Frantz Fanon: Black Skin, White Mask

Director: Isaac Julien
Screenwriters: Frantz Fanon, Isaac Julien, Mark Nash

Institute History

  • 1997 Sundance Film Festival


The esteemed director of such films as Looking for Langston and Young Soul Rebels, Isaac Julien returns to Sundance with a work of stunning artistry and intelligence. Frantz Fanon: Black Skin, White Mask is a complex portrait of a psychiatrist, theorist, and revolutionary who became the avenging angel of the decolonization movement. Born in Martinique, Fanon moved to France to join the resistance and study psychiatry. Upon arriving in Paris, Fanon’s assimilationist illusions were shattered by the gaze of metropolitan racism. For the first time, he saw himself as he was seen: as the colonized, dehumanized other.

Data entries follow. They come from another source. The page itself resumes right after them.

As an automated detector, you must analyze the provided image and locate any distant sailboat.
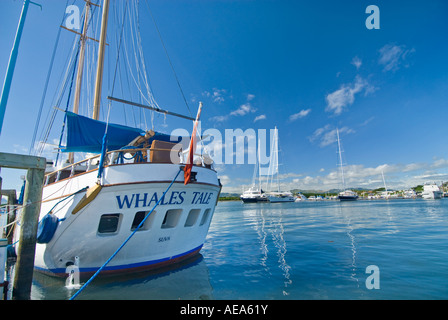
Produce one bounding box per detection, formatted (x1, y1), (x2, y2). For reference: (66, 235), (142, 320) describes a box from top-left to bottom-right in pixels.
(336, 129), (358, 201)
(240, 141), (268, 203)
(268, 127), (295, 202)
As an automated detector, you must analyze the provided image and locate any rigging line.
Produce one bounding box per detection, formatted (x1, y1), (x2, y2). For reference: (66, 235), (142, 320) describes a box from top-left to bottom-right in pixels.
(37, 37), (76, 154)
(70, 168), (183, 300)
(111, 0), (128, 95)
(28, 0), (69, 155)
(145, 0), (193, 117)
(55, 42), (81, 166)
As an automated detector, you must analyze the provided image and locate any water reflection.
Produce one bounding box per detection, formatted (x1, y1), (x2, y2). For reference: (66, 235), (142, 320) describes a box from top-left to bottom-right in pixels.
(31, 254), (213, 300)
(244, 204), (292, 296)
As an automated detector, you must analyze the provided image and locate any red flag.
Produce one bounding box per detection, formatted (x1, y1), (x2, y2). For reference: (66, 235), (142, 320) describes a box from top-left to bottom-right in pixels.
(184, 102), (202, 185)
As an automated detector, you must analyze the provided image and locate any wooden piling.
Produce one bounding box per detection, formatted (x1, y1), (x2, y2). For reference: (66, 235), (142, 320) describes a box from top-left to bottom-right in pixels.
(0, 152), (46, 300)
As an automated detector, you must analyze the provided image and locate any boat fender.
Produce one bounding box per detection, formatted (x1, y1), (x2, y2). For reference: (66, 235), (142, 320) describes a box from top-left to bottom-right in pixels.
(37, 213), (65, 243)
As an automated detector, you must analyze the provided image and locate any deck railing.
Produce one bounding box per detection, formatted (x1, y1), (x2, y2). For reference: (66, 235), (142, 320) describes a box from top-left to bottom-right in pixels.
(45, 147), (213, 185)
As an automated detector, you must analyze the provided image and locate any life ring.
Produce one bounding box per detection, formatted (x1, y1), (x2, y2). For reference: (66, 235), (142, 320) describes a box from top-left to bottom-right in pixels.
(37, 214), (59, 243)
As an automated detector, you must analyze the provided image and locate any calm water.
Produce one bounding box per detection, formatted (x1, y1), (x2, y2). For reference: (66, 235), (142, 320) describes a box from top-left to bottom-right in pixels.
(32, 199), (448, 300)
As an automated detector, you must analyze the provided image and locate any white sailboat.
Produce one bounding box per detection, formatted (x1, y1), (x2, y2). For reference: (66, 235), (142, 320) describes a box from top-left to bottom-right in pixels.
(336, 129), (358, 201)
(422, 182), (443, 199)
(14, 0), (221, 276)
(268, 127), (295, 203)
(240, 141), (268, 203)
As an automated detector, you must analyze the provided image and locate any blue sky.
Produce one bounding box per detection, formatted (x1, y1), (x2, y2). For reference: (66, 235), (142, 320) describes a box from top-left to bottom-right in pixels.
(0, 0), (448, 192)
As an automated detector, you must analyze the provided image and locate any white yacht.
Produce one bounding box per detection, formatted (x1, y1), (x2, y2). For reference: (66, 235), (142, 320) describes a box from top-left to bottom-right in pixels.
(268, 191), (296, 203)
(240, 187), (268, 203)
(422, 182), (443, 199)
(267, 127), (295, 203)
(336, 129), (358, 201)
(294, 193), (308, 202)
(16, 0), (221, 276)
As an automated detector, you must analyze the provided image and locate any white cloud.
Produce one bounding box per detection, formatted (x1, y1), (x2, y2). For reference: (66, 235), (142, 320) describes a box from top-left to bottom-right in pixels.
(247, 93), (255, 101)
(308, 124), (355, 147)
(230, 102), (257, 116)
(351, 56), (362, 70)
(325, 76), (375, 115)
(289, 109), (311, 121)
(378, 44), (415, 71)
(210, 115), (229, 122)
(254, 114), (266, 122)
(202, 88), (227, 103)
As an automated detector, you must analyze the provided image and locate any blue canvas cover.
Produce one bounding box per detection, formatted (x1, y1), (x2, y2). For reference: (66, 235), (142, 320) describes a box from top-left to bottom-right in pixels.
(62, 111), (182, 153)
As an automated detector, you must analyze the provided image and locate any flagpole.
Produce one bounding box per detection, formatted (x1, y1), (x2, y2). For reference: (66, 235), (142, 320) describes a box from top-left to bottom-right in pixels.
(184, 102), (202, 185)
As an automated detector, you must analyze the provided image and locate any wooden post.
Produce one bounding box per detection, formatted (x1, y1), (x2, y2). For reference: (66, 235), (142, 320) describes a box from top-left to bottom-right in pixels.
(0, 152), (46, 300)
(12, 169), (45, 300)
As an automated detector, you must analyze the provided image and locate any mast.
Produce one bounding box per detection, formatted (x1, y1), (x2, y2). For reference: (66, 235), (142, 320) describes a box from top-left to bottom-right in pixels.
(381, 170), (389, 199)
(92, 0), (110, 120)
(336, 128), (345, 191)
(68, 1), (90, 163)
(73, 1), (90, 114)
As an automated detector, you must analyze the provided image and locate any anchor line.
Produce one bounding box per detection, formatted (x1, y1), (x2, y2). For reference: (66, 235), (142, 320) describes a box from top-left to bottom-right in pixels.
(69, 168), (183, 300)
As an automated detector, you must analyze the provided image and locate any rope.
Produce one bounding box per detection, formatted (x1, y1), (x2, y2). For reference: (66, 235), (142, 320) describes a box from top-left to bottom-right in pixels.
(70, 169), (183, 300)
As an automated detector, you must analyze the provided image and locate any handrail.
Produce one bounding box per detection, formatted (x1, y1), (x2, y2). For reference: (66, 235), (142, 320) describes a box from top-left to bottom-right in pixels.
(45, 148), (212, 185)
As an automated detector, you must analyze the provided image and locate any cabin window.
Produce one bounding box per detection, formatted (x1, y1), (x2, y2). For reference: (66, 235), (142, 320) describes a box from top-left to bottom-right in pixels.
(199, 209), (211, 226)
(131, 211), (156, 231)
(98, 213), (121, 233)
(162, 209), (182, 229)
(184, 209), (201, 227)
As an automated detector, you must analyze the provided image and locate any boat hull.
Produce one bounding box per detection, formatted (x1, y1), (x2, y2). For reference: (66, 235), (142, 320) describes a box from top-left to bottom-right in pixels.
(268, 196), (295, 203)
(422, 191), (443, 199)
(22, 163), (221, 276)
(240, 197), (268, 203)
(338, 196), (358, 201)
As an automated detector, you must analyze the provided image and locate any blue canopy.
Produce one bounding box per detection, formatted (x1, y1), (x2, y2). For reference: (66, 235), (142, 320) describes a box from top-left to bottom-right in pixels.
(62, 111), (182, 153)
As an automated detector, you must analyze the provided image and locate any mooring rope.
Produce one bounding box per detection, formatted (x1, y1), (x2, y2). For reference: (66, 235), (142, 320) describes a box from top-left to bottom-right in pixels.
(69, 168), (183, 300)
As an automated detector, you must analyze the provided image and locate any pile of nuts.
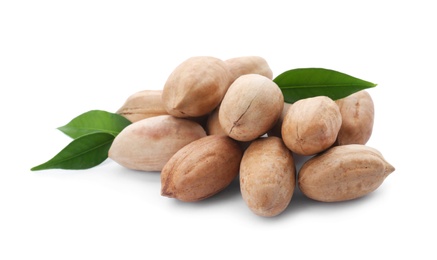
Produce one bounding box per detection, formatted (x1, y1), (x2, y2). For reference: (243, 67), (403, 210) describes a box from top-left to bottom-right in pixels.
(108, 56), (394, 217)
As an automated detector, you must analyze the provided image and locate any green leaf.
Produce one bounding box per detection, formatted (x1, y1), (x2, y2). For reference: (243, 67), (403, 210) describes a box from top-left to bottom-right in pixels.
(58, 110), (131, 139)
(273, 68), (376, 103)
(31, 132), (115, 171)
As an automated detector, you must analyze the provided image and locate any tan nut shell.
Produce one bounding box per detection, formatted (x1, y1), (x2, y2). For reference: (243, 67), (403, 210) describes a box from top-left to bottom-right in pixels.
(117, 90), (168, 122)
(298, 144), (395, 202)
(161, 135), (242, 201)
(108, 115), (206, 171)
(335, 90), (375, 145)
(219, 74), (284, 141)
(225, 56), (273, 82)
(206, 106), (227, 135)
(281, 96), (341, 155)
(267, 103), (291, 138)
(240, 136), (296, 217)
(162, 56), (231, 117)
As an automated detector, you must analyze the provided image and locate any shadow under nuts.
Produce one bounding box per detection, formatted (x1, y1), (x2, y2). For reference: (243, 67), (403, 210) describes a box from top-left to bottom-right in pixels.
(219, 74), (284, 141)
(298, 144), (395, 202)
(281, 96), (342, 155)
(108, 115), (206, 171)
(240, 136), (296, 217)
(161, 135), (243, 202)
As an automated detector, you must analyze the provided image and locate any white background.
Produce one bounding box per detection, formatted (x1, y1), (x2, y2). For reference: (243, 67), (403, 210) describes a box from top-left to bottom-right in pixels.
(0, 0), (437, 259)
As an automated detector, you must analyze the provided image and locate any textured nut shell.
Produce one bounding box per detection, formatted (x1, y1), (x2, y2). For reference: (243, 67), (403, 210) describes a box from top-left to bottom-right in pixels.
(298, 144), (395, 202)
(225, 56), (273, 81)
(108, 115), (206, 171)
(117, 90), (168, 122)
(335, 90), (375, 145)
(267, 103), (291, 138)
(206, 106), (227, 135)
(219, 74), (284, 141)
(240, 137), (296, 217)
(162, 56), (231, 117)
(281, 96), (341, 155)
(161, 135), (242, 201)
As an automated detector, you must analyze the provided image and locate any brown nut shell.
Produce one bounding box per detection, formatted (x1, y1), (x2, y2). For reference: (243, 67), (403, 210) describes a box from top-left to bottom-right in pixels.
(117, 90), (168, 122)
(225, 56), (273, 82)
(162, 56), (231, 117)
(335, 90), (375, 145)
(206, 106), (227, 135)
(108, 115), (206, 171)
(298, 144), (395, 202)
(281, 96), (341, 155)
(161, 135), (242, 202)
(267, 102), (291, 138)
(219, 74), (284, 141)
(240, 136), (296, 217)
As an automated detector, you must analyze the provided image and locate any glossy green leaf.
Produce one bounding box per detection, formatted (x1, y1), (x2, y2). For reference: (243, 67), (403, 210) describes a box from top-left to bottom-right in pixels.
(31, 132), (115, 171)
(58, 110), (131, 139)
(273, 68), (376, 103)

Recognizing the parallel between his own struggle and that of the colonized, Fanon secured a post at a mental hospital in Algeria and became a militant member of the Algerian National Liberation Front, a condemned traitor of the French army, a poet, a theorist, and a radical psychiatrist. By passionately denouncing racism and calling for the “wretched of the earth” to unite, Fanon became an inspiration to Third World revolutionaries worldwide. Through an intricate pastiche of archival material, dramatic recreations, and interviews with colleagues, critics, and family, Isaac Julien presents a remarkably complex portrait of Franz Fanon.